Ya en sus tiempos de militancia en el Partido Comunista, Teodoro Petkoff había dado muestras de su recia personalidad. La búsqueda de una vía auténticamente venezolana hacia el socialismo, sin filiaciones en las posturas soviéticas, chinas o cubanas, es indicativa de su carácter, de lo que fue como hombre de ideas propias. Como bien dice, los acontecimientos de Checoslovaquia contribuyeron a deshacer entre los comunistas muchos de los mitos ingenuos y confiados de los primeros tiempos, toda esa imaginería asociada al logro del socialismo en los países donde los partidos comunistas habían alcanzado el poder público. Apartándose pues de los modelos teóricos de la literatura marxista, admite la existencia de variadas formas de socialismo, entre ellas la democrática –que igual sustenta el derecho de propiedad–, y que asumirá apasionadamente hasta el final de sus días. En tal sentido y más allá de la crítica, incluso del cuestionamiento que puedan merecer sus erróneas actuaciones, es sencillamente admirable su capacidad de rectificar en su pensamiento y acción política. No hay duda de que fue un hombre íntegro, ante todo intelectualmente honesto.

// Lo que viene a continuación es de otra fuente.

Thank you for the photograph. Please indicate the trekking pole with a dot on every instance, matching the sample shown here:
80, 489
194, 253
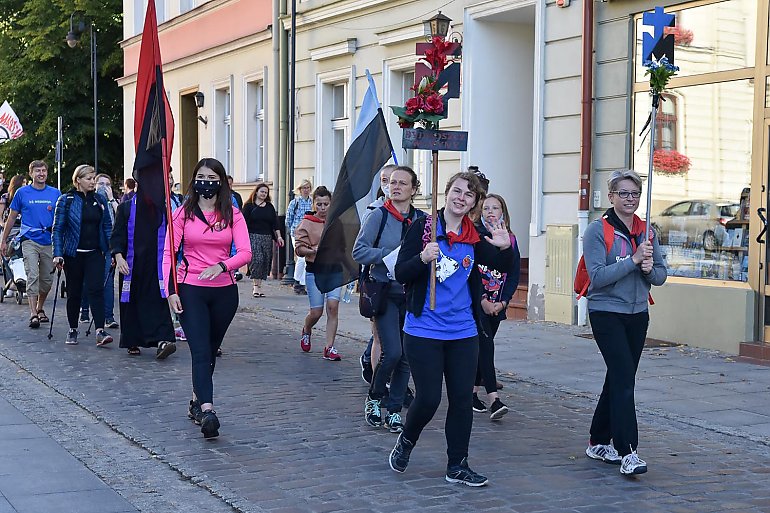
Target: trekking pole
55, 296
110, 275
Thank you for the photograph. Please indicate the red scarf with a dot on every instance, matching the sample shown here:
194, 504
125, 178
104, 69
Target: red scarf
395, 213
312, 217
468, 234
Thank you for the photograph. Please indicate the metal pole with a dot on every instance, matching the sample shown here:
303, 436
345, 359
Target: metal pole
59, 150
96, 107
434, 218
655, 100
288, 278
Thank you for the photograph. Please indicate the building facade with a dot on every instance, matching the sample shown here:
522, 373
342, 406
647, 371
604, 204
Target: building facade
521, 102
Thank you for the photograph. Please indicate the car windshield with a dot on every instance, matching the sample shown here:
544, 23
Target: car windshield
728, 210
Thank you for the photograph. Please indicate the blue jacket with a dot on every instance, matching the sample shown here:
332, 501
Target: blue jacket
66, 224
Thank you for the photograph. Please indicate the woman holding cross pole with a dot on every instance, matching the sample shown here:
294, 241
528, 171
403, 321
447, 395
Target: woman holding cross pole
435, 353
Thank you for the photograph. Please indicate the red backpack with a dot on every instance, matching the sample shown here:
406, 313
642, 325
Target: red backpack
582, 280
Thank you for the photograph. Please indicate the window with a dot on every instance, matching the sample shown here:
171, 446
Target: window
223, 129
255, 131
703, 132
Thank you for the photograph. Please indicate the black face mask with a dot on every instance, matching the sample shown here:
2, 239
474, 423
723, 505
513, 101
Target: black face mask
207, 188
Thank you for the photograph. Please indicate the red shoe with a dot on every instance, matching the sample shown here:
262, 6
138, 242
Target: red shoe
304, 341
330, 353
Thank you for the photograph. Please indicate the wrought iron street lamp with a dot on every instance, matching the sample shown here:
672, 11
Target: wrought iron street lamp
437, 26
72, 41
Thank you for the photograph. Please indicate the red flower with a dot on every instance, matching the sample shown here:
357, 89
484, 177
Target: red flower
434, 104
413, 105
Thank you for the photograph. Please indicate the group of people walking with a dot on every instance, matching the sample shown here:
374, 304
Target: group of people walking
190, 271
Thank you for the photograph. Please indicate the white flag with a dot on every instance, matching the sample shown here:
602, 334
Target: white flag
10, 127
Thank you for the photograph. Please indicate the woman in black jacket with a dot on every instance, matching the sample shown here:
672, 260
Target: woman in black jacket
499, 285
434, 352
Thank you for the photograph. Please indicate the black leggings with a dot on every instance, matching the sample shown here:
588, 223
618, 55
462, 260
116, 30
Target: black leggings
486, 368
620, 338
85, 268
207, 314
455, 361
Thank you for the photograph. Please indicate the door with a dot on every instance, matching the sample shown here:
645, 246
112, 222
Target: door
188, 139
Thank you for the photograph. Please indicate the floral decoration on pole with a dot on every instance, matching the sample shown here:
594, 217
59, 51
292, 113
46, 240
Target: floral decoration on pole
428, 106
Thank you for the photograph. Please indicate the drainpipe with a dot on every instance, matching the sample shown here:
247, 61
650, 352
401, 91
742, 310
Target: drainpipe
586, 135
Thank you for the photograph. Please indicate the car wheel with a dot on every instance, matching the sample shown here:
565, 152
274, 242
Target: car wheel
709, 241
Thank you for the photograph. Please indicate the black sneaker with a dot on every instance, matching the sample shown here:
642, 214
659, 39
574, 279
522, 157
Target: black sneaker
372, 412
399, 456
72, 338
194, 412
408, 397
165, 349
497, 410
462, 473
366, 370
209, 424
478, 405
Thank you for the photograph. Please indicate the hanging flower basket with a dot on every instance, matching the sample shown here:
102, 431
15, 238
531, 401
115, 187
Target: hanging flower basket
670, 162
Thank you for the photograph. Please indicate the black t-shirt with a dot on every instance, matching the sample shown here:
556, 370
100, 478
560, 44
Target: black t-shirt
261, 220
90, 222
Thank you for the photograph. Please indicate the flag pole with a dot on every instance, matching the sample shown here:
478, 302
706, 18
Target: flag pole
655, 102
169, 222
434, 217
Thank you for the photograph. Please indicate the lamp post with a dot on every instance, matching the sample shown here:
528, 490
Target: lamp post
72, 41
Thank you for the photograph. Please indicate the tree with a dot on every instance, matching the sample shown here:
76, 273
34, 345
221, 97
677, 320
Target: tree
43, 78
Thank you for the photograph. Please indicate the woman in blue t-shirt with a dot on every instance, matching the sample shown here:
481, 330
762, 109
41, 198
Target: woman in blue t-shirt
443, 344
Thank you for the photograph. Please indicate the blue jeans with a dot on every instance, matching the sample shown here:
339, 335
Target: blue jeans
109, 292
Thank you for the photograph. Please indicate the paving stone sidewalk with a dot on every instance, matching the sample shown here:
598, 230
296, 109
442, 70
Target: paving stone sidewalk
293, 437
696, 386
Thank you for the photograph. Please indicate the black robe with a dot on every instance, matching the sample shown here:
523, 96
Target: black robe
146, 319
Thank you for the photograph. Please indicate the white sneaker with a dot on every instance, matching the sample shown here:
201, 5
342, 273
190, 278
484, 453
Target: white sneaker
605, 453
633, 464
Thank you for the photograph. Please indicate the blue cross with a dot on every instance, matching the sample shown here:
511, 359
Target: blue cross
658, 20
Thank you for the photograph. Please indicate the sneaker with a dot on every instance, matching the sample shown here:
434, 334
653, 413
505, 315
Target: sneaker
478, 405
393, 422
399, 456
209, 424
602, 452
462, 473
632, 464
366, 370
194, 412
304, 341
103, 338
165, 349
408, 397
330, 353
497, 410
72, 337
372, 412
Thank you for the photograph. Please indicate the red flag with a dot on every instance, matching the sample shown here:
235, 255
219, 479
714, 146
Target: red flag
153, 137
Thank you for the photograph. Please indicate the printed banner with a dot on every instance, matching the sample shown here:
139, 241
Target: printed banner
10, 127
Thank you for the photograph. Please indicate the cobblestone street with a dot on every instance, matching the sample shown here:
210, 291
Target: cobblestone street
293, 437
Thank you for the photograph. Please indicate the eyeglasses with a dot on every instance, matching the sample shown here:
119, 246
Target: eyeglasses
626, 194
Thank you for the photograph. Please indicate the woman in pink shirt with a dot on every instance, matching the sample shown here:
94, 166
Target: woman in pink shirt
206, 299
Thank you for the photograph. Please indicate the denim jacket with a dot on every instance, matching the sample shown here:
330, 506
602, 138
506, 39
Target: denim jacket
66, 224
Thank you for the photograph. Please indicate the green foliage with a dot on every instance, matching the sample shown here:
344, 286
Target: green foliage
43, 78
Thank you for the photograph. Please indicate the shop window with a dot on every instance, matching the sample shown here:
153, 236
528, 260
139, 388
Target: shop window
701, 166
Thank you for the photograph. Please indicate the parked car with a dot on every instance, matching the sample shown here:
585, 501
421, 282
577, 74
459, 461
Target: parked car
694, 223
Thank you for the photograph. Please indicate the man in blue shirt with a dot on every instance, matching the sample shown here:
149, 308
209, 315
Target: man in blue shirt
35, 203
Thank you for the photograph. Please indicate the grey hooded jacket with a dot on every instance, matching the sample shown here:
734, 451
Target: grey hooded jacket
617, 284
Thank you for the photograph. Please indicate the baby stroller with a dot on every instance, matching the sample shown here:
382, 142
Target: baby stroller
14, 273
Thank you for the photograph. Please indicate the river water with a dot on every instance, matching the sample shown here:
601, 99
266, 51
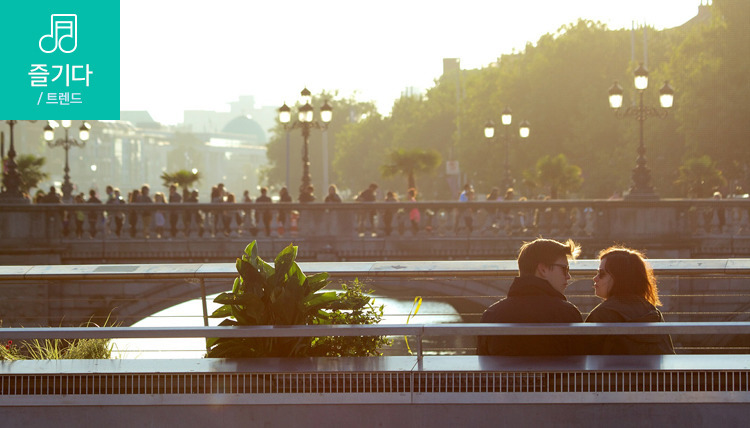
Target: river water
189, 314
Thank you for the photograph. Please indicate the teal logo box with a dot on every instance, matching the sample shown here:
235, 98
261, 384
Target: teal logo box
61, 59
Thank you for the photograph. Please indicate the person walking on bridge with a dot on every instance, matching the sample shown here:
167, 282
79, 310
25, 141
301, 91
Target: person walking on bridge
536, 296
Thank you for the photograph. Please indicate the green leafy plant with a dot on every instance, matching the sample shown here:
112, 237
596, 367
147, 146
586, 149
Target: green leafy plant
283, 295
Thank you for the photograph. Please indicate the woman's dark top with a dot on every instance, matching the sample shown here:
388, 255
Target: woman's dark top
628, 309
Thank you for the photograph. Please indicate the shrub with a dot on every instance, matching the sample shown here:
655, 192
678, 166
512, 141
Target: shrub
283, 295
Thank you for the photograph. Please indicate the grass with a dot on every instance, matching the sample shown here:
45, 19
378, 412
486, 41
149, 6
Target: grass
57, 349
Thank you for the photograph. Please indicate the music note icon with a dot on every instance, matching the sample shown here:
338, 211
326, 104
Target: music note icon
62, 27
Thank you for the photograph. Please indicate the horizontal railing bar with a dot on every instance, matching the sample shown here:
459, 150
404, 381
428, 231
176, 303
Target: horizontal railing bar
399, 269
459, 329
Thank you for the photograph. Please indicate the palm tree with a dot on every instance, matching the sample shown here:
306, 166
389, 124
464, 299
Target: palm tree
410, 163
555, 173
699, 177
182, 178
29, 169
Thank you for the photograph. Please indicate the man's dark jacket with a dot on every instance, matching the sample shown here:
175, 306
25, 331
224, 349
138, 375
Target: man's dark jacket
531, 300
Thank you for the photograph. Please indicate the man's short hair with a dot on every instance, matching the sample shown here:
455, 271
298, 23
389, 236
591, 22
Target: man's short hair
545, 251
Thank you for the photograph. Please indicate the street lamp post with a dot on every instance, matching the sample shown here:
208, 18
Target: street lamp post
11, 177
66, 143
305, 122
641, 176
506, 118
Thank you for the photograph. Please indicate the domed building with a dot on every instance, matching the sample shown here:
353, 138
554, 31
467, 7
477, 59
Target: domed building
245, 128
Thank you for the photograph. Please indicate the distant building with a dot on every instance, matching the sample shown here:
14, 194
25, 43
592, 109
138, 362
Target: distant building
207, 121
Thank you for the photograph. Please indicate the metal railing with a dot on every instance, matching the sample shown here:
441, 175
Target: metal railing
418, 331
714, 310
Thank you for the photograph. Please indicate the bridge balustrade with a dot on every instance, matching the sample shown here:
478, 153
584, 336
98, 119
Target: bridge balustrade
50, 234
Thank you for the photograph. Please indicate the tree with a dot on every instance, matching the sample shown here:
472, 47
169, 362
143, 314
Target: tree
556, 174
699, 177
410, 163
29, 169
181, 178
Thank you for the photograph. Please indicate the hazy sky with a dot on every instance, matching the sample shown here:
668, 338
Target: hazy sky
178, 55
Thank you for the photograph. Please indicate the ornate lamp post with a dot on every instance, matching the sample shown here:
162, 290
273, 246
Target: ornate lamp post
11, 179
506, 118
306, 122
66, 143
641, 176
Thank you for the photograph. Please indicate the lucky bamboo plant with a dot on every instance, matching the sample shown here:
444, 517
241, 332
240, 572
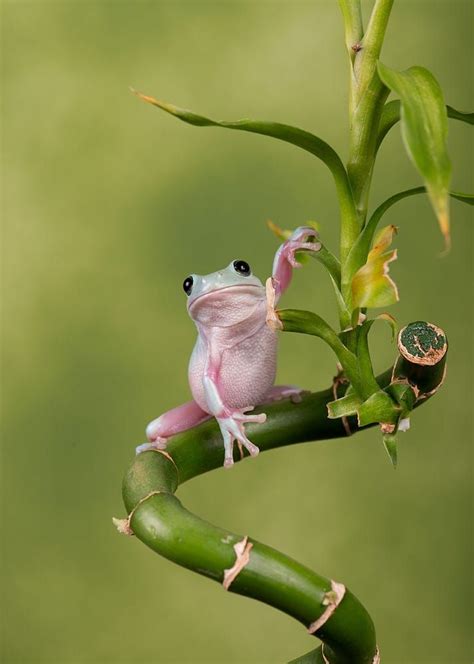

Conocí a Teodoro hace muchos años, cuando apenas comenzaba su nueva vida política y le veía con frecuencia en casa de mi padre, en su hacienda de Agua Fría, en Barinas o en actos de la Universidad Central de Venezuela. Desde el primer momento nos hicimos buenos amigos, compartimos temas diversos, incluso aquellos escabrosos contenidos de la política y la economía; en oportunidades coincidimos sin mayores reparos, en otras ocasiones consignamos nuestras diferencias de manera muy respetuosa. En Nueva York compartimos agendas de trabajo ante la comunidad bancaria, cultural y de los negocios, él en su papel de ministro de Planificación y yo como funcionario del Servicio Exterior de la República. Sus intervenciones fueron siempre muy lúcidas, precisas y oportunas, fue el gran propulsor de la Agenda Económica que confirió nuevas posibilidades al país. Daba gusto trabajar con Teodoro en aquel ambiente propicio a la inversión real en Venezuela, devenido nuevamente en país de esperanza. Y siempre fue leal a sus convicciones, como lo demostró en nuestra visita privada al gabinete del doctor Henry Kissinger en la ciudad de los rascacielos; advertido por este sobre el notable cambio en su línea de pensamiento, contestó con firmeza: no engaño a nadie, sigo siendo socialista esencial, es mi modo de ser y de pensar, solo he caído en cuenta que esa doctrina quedó sin respuestas válidas ante las realidades de mi país y es por ello que vengo a promover la apertura económica.

Se nos va un amigo dilecto, un personaje que no iba a pasar inadvertido en la política, en la vida, ni en la cultura venezolanas de las últimas décadas. Su angustia vital ante el desmantelamiento de la democracia y la destrucción moral y material del país, aunada a circunstancias personales que no es del caso comentar, fueron concurrentes en su hora final. Nos quedan su legado expresado en ideas y realizaciones afirmativas, tanto como el recuerdo afectuoso de tiempos compartidos –incluso en familia– y sobre todo el privilegio de su amistad.